A federal court has halted the operations of a company that calls itself "FTC Credit Solutions." The company allegedly used false affiliation with the FTC to market bogus credit repair services to Spanish-speaking consumers.

In a court complaint, the defendants are alleged to have deceived consumers by claiming to be affiliated with or licensed by the FTC, falsely promising that they could remove negative information from consumers’ credit reports and guaranteeing consumers a credit score of 700 or above within six months or less.

The complaint quotes a radio advertisement hosted by defendant Guillermo Leyes, in which he falsely stated that FTC Credit Solutions had a license from the FTC. Defendant Leyes misrepresented that the purported license allowed FTC Credit Solutions to guarantee any consumer a credit score of 700 or higher within 120 days or less.

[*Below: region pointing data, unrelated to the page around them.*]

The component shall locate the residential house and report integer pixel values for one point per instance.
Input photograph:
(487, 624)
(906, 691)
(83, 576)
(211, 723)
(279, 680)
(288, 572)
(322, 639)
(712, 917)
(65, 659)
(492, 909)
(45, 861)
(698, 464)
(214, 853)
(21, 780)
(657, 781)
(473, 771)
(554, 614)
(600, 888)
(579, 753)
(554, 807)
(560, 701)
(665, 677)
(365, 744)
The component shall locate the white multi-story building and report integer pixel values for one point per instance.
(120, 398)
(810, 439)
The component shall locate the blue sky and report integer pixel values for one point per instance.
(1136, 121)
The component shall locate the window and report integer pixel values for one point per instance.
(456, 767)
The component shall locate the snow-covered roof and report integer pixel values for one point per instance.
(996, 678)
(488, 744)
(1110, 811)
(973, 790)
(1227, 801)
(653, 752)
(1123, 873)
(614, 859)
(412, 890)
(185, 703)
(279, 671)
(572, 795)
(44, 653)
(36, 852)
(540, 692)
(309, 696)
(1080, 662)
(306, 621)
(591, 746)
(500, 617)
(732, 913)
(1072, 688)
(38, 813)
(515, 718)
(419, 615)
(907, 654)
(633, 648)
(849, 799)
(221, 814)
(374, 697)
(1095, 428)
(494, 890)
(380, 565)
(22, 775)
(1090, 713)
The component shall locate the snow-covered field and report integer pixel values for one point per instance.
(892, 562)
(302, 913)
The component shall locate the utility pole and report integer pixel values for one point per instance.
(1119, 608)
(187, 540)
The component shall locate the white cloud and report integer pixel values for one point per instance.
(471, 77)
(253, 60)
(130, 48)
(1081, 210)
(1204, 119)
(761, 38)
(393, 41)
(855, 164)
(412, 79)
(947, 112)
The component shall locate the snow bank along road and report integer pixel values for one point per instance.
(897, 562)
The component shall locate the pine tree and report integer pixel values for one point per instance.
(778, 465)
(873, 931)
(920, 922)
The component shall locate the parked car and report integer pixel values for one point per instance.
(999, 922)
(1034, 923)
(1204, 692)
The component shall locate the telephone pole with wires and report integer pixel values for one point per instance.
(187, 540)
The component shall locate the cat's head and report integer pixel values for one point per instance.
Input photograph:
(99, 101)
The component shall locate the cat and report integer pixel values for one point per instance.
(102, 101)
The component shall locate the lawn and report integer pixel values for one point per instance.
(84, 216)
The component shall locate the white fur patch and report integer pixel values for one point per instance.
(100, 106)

According to the FTC’s filings, in undercover calls placed to the company by FTC investigators posing as consumers seeking debt repair services, defendant Maria Bernal, an employee of the company, said that the company "works under the Federal Trade Commission, which is a law that was signed by the President in 2010." She also falsely promised that the company could delete and “get [the investigator] a pardon” for $19,000 in debt.

The FTC also alleges that the company unlawfully charged consumers fees in advance of providing the promised credit repair services.  The company also sent the major credit bureaus letters with false information on behalf of numerous consumers.

"Peddling lies under the name of the Federal Trade Commission to target consumers who are in difficult financial situations is appalling," said Jessica Rich, director of the FTC’s Bureau of Consumer Protection. "This scam used the promise of a fresh start to hurt consumers when they most needed help, so we are pleased the court has taken a first step to ending it for good."

The FTC alleges that the company, along with employees Leyes, Bernal, Jimena Perez and Fermin Campos, violated the FTC Act and the Credit Repair Organizations Act. Specifically, defendants violated the FTC Act by misrepresenting that they were affiliated with the FTC, by falsely promising to remove negative information from consumers’ credit reports, and by making false promises about improving consumers’ credit scores. In addition, the FTC alleges that by charging consumers upfront for credit repair services and misrepresenting their services, the defendants violated the CROA.

Under the terms of the temporary restraining order granted by the court, the company has temporarily ceased operations and the defendants’ assets are frozen.

The County of Los Angeles Department of Consumer and Business Affairs provided significant assistance in the case.